逮捕から15日後、検事総長室は容疑を不正蓄財に変更し、2025年6月4日の裁判所の判決により彼女の暫定拘留が6ヶ月間確認された。この状況は、法の支配を擁護する人々が直面している深刻なリスクを浮き彫りにしている。彼女の拘留により、エルサルバドルにおける権力濫用や法制度への不信感が広まる可能性が懸念されている。
ルス・ロペスという人
ルス・ロペスは、クリストサルの正義と反汚職ユニットのディレクターであり、エルサルバドルの汚職防止や民主的説明責任、人権擁護の分野で大きな貢献をしてきた人物だ。彼女は公共資金の監査回避を狙った法律への挑戦、COVID-19パンデミック時の緊急支出の調査、さらにはチボウォレット(Chivo Wallet)やビットコイン導入に関する法的措置など、強力な機関を相手にして法的行動を主導してきた。さらに、米国から送還された後にエルサルバドルで拘束されているベネズエラ移民の家族を法的に支援する活動にも取り組んでいる。彼女の専門知識は、汚職の暴露や架空の給与問題、政党による財政透明性規則違反を明らかにする助けとなっている。また例外状態についての批判を積極的に行い、その結果85,000件以上の不当拘束が生じている状況においても、公然と虐待を告発し拘留者の権利を擁護している。彼女は、弾圧が強制移住に与える影響を記録し続けており、サルバドル団体を代表して米州人権委員会(Inter-American Commission on Human Rights)に意見表明も行っている。この功績から、2024年にBBCの「世界で最も影響力のある100人の女性」に選ばれた。彼女の活動は、人権擁護と透明性の促進の象徴的な存在として高く評価されている。
刑事司法制度の崩壊
刑事司法制度の大規模な濫用は、ナイブ・ブケレ大統領と与党が支配する立法議会による構造改革の結果である。この改革は、抑制と均衡の制度を徐々に解体してきた。象徴的な例として、2021年5月に最高裁判所憲法裁判所の判事と検事総長が不当解雇された。また、同年9月の改革では、60歳以上の裁判官や検察官数百人が、透明な手続きや技術的基準の欠如したまま定年退職を余儀なくされ、司法の独立性が大幅に弱体化した。
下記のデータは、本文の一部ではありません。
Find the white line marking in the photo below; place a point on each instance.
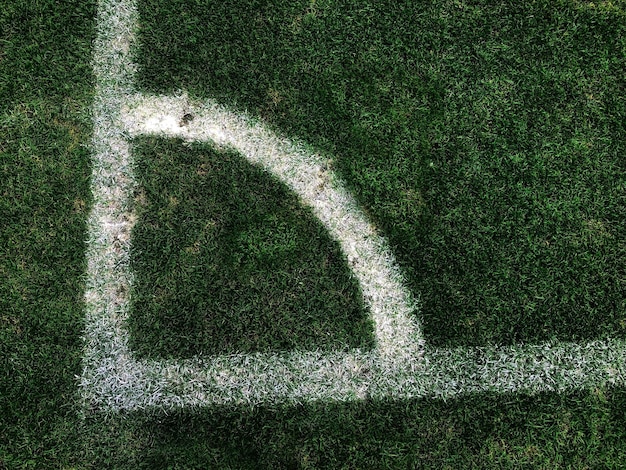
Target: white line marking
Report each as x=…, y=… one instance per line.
x=113, y=379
アムネスティ・インターナショナルや地元の人権団体は、例外状態を武器として、人権擁護活動家や批判的な声を上げている人々が直面する不安定な状況やリスクの増大について警告している。これらの例外的措置とブケレ大統領による権威主義的な慣行により、彼らは犯罪者として扱われている。2024年3月には、地元団体から34件の類似事例が報告され、その中には行方不明の家族を捜す母親のケースも含まれている。
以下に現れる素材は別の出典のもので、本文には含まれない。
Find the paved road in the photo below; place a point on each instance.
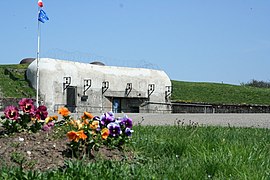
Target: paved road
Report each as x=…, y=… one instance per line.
x=237, y=120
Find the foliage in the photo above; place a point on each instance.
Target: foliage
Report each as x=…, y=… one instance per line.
x=194, y=152
x=90, y=132
x=217, y=93
x=257, y=83
x=28, y=118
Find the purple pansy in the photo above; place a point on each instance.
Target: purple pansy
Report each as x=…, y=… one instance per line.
x=11, y=112
x=114, y=129
x=27, y=105
x=46, y=127
x=107, y=118
x=126, y=122
x=128, y=131
x=41, y=112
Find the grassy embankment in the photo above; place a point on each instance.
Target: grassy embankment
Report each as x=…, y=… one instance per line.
x=218, y=93
x=176, y=152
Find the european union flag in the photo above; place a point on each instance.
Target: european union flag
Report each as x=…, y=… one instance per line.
x=42, y=17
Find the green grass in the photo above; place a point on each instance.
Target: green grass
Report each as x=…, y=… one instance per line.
x=177, y=152
x=13, y=83
x=219, y=93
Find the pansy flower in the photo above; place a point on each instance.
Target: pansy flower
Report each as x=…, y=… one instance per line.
x=87, y=115
x=105, y=133
x=128, y=131
x=94, y=125
x=63, y=111
x=107, y=118
x=27, y=105
x=126, y=122
x=114, y=129
x=41, y=112
x=76, y=136
x=11, y=112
権利擁護円卓会議(Mesa por el Derecho a Defender Derechos)のデータによると、人権活動家やジャーナリストへの攻撃は近年劇的に増加している。2020年には100件、2021年には185件、2022年には182件の事件が記録されており、2023年には226件、2024年には533件と拡大し、2020年比で433%の増加を示している。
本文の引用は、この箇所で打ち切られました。